Suelo del Parque principal de Nobsa, Boyacá
Llegó nuestro último día en Boyacá (Viernes 22/05/2016) y nos quedaba pendiente por disfrutar el paseo en lancha y el baño en los termales, pero como yo no sé nadar la verdad es que montar en lanchas no es lo mio, así que opte por  una lodoterapia  y un baño termal; después de estar súper relajados partimos rumbo a Bogotá, pero antes no podíamos dejar de conocer Villa de Leyva.

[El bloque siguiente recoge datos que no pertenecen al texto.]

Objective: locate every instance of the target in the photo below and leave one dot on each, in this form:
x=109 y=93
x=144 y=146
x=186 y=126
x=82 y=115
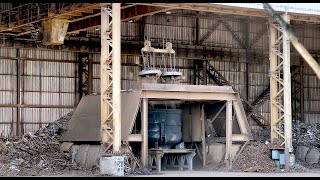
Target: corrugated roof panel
x=303 y=8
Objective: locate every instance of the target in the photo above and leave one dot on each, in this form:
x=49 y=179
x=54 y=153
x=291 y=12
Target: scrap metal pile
x=306 y=143
x=36 y=152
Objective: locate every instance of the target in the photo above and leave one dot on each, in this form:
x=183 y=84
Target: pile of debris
x=255 y=158
x=36 y=152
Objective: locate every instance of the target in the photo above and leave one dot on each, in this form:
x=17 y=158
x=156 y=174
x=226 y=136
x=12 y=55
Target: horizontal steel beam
x=216 y=8
x=187 y=95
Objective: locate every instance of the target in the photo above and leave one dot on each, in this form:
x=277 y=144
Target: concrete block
x=81 y=155
x=313 y=156
x=74 y=150
x=218 y=150
x=93 y=156
x=65 y=146
x=113 y=165
x=301 y=152
x=234 y=150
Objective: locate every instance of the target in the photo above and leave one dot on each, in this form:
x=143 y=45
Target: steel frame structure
x=280 y=86
x=110 y=78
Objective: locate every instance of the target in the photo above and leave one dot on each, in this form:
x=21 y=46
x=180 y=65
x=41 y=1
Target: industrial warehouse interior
x=160 y=89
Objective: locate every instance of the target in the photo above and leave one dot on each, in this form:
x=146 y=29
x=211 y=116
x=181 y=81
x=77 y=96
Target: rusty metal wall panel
x=5 y=6
x=50 y=98
x=67 y=84
x=67 y=99
x=30 y=83
x=32 y=68
x=8 y=82
x=50 y=69
x=128 y=116
x=32 y=98
x=130 y=31
x=31 y=115
x=8 y=52
x=48 y=54
x=50 y=84
x=96 y=86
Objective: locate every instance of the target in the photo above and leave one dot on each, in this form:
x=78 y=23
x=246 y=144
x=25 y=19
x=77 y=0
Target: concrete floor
x=226 y=174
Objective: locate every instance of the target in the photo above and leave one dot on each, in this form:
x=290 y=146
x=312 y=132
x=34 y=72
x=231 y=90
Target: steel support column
x=280 y=86
x=228 y=133
x=144 y=132
x=110 y=77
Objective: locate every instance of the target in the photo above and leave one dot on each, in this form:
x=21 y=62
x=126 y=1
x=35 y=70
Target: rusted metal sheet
x=130 y=102
x=84 y=124
x=187 y=88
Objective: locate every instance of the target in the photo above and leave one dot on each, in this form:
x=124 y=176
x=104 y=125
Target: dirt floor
x=39 y=154
x=226 y=174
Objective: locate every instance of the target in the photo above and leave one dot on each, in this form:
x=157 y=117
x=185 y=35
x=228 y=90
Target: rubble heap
x=36 y=151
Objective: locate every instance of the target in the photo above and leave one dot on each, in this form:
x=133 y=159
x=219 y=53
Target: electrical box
x=54 y=31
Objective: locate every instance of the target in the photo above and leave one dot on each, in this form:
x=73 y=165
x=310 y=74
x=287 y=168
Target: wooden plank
x=228 y=133
x=203 y=137
x=130 y=101
x=241 y=117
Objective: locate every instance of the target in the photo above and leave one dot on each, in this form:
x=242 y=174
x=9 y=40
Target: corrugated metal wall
x=8 y=91
x=48 y=88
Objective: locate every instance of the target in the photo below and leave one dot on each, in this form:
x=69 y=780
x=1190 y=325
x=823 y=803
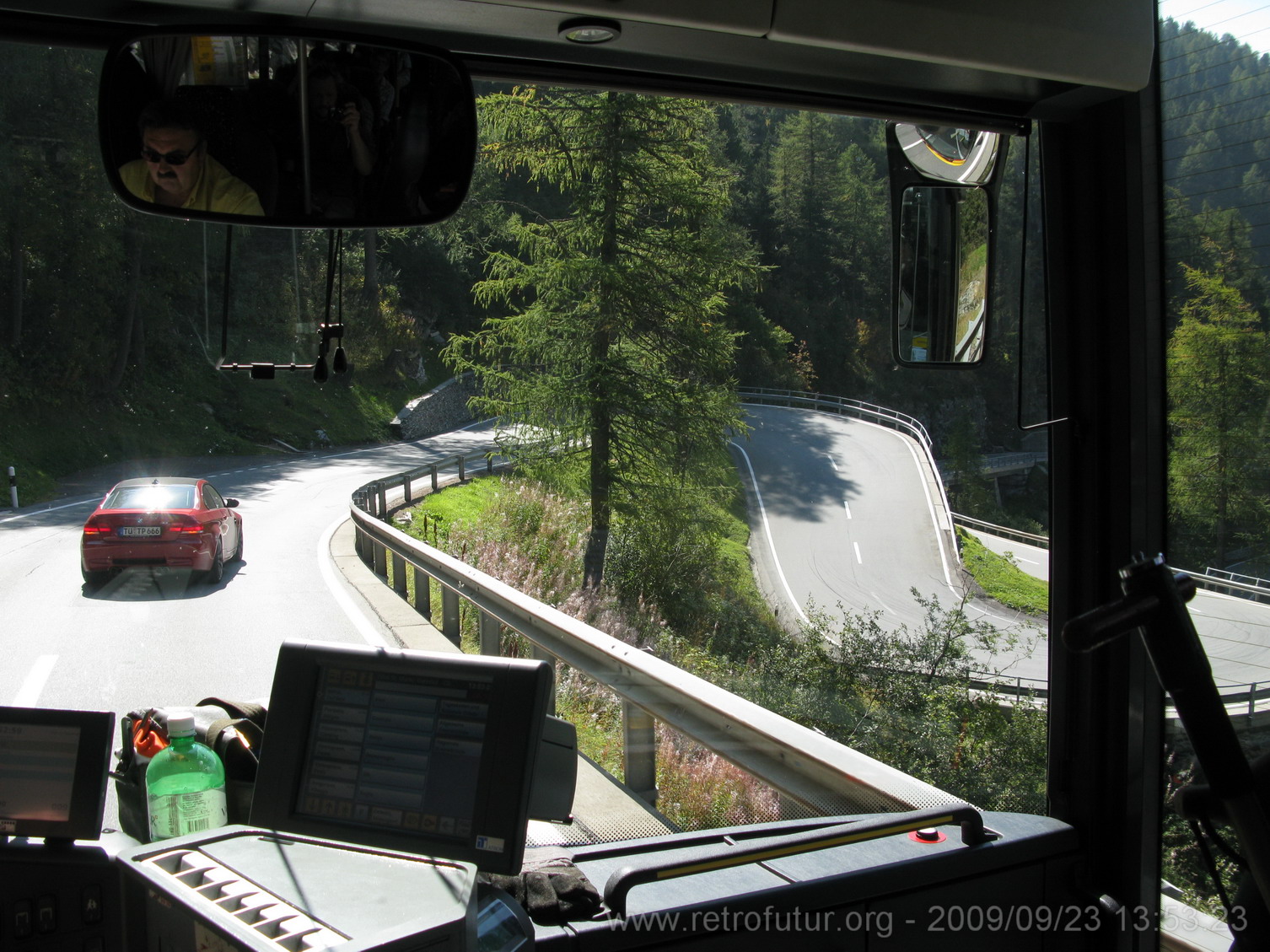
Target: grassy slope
x=196 y=412
x=1001 y=579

Lodoterapia en el Complejo Turístico Termal de Paipa

De paso por el Monumento a los lanceros en el Pantano de Vargas
Lamentablemente de Villa de Leyva no pude disfrutar tanto como me hubiera gustado pero valió la pena el vértigo de pasar por la vía cerrada y enlodada que estaba en mantenimiento y el tremendo susto de vernos casi, casi en el suelo al habernos metido al pueblo con la moto cargada a tope con maletas y todo, desconociendo que el empedrado de Villa de Leyva no se circunscribe solo a la plaza principal sino que tooooodas las calles están empedradas. Aquí apenas tuvimos tiempo para tomar un par de fotos y probar el mejor plato de champiñones que he degustado hasta la fecha: Champiñones empedrados, una clara alegoría a las calles de esta ciudad.
Villa de Leyva, Boyacá
De camino a Bogotá, pasamos por el Puente de Boyacá, solo alcancé a verlo desde lejos ya que se hacía tarde y aún nos quedaba camino por recorrer,  y así dejando atrás uno de los lugares insignes del territorio boyacense me despedí de este maravilloso lugar, una tierra sin duda privilegiada, que enamora con su historia, su clima y sus espectaculares paisajes.

Definitivamente, si buscan un destino que visitar, no duden en ir a Boyacá.